Naucrátis no Delta e Ptolemais na
Tebaida; nem a helenização teve grande progresso sob a administração romana.
Não contando com a colónia judaica, que no século I d.C. diz-se ter contado com
cerca de um milhão de pessoas, a maior parte da população, embora fosse
administrada em grego, continuava a falar egípcio (copta), e existem sinais de
que no Período Inicial bizantino o copta ganhava terreno, pelo que, no século VI,
até alguns actos oficiais eram publicados na língua autóctone. Acima de tudo, o
copta era a língua oficial do cristianismo egípcio, enquanto o grego se
identificava com a hierarquia estrangeira imposta pelo governo imperial.

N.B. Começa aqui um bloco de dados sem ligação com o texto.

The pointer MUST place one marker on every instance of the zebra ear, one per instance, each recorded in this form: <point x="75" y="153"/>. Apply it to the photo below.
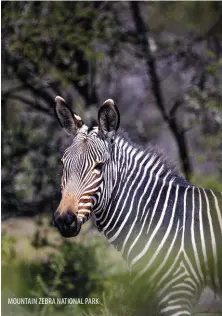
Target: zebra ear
<point x="109" y="119"/>
<point x="66" y="117"/>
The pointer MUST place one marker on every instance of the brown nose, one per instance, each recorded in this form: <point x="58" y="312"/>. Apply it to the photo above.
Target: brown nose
<point x="66" y="219"/>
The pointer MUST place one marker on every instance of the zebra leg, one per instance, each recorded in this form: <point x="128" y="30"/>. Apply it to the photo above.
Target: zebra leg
<point x="179" y="299"/>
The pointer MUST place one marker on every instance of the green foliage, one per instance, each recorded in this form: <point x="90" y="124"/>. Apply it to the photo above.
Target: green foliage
<point x="8" y="250"/>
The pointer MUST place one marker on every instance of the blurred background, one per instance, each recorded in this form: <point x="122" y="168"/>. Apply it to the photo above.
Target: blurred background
<point x="161" y="63"/>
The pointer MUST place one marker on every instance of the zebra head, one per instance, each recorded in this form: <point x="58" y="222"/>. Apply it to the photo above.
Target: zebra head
<point x="86" y="165"/>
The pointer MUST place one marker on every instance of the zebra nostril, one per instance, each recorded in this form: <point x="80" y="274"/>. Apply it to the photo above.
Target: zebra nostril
<point x="69" y="218"/>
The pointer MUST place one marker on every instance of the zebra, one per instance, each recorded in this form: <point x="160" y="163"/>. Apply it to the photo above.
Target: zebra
<point x="168" y="231"/>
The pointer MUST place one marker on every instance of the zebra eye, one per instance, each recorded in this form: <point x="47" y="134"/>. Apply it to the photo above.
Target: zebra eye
<point x="98" y="165"/>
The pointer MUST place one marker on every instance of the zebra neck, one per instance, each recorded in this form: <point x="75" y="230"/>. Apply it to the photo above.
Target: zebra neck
<point x="139" y="179"/>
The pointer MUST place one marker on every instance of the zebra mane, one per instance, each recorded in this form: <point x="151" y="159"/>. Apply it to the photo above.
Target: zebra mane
<point x="154" y="150"/>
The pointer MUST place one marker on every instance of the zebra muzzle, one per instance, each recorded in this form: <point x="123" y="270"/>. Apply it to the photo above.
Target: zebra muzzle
<point x="68" y="224"/>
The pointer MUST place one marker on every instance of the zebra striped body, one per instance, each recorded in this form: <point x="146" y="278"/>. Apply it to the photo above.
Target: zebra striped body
<point x="165" y="228"/>
<point x="168" y="231"/>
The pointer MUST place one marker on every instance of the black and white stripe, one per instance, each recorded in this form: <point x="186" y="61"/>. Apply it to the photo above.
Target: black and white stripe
<point x="168" y="231"/>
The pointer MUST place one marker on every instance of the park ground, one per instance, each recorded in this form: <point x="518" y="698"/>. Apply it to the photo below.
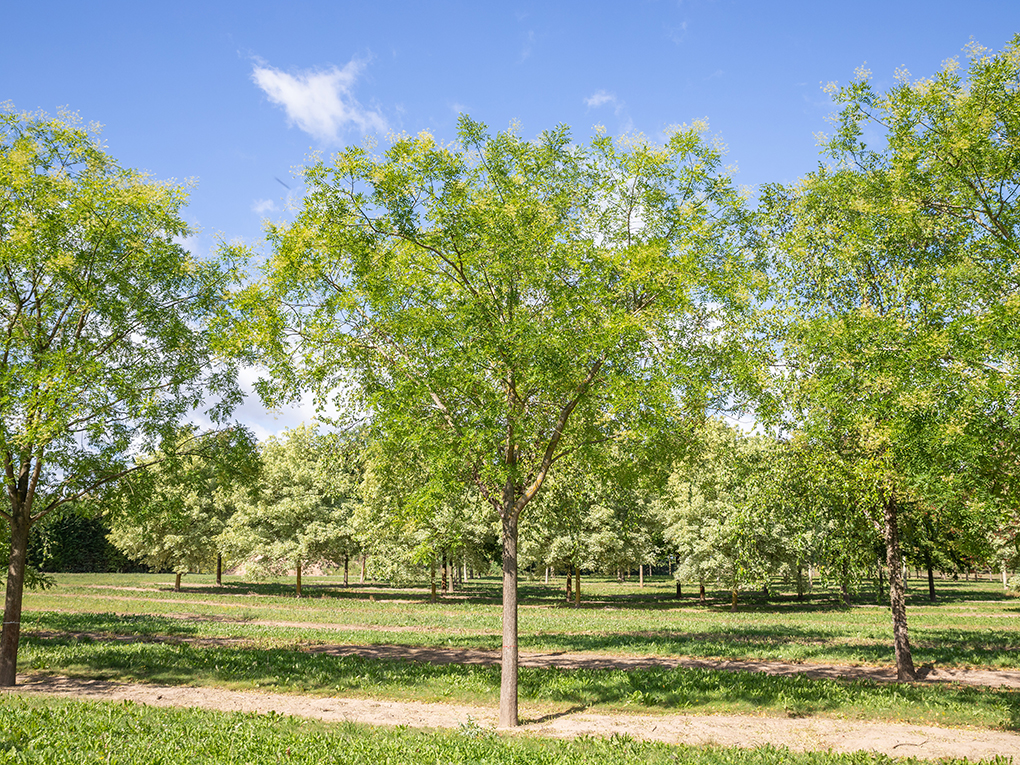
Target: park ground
<point x="632" y="662"/>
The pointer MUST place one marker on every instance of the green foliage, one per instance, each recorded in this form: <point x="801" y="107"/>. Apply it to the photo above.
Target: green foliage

A parte do Egipto colonizada, que
estava praticamente limitada ao vale do Nilo e ao Delta, via-se ameaçada em
todas as suas frentes pelas tribos bárbaras. Do Leste vinham os saqueadores
sarracenos; no Sul os Nobadae e Blémios negros eram particularmente
problemáticos, enquanto o Ocidente estava aberto a incursões berberes, assim
como a Líbia, uma província administrativamente associada ao Egipto. São
Daniel, um monge de Scetis, não muito longe de Alexandria, foi raptado pelos
bárbaros três vezes e conseguiu escapar, somente após matar o raptor, um crime
pelo qual cumpriu pena durante o resto da vida. Quando. Na segunda metade do
século VI, o monge itinerante João Moscho visitou os mosteiros egípcios, contou
muitas histórias de depredação de bárbaros e de salteadores nativos. Alguns
mosteiros estavam praticamente desertos». In Cyril Mango, Bizâncio, O Império da Nova
Roma, 1980, Edições 70, 2008, ISBN 978-972-441-492-8.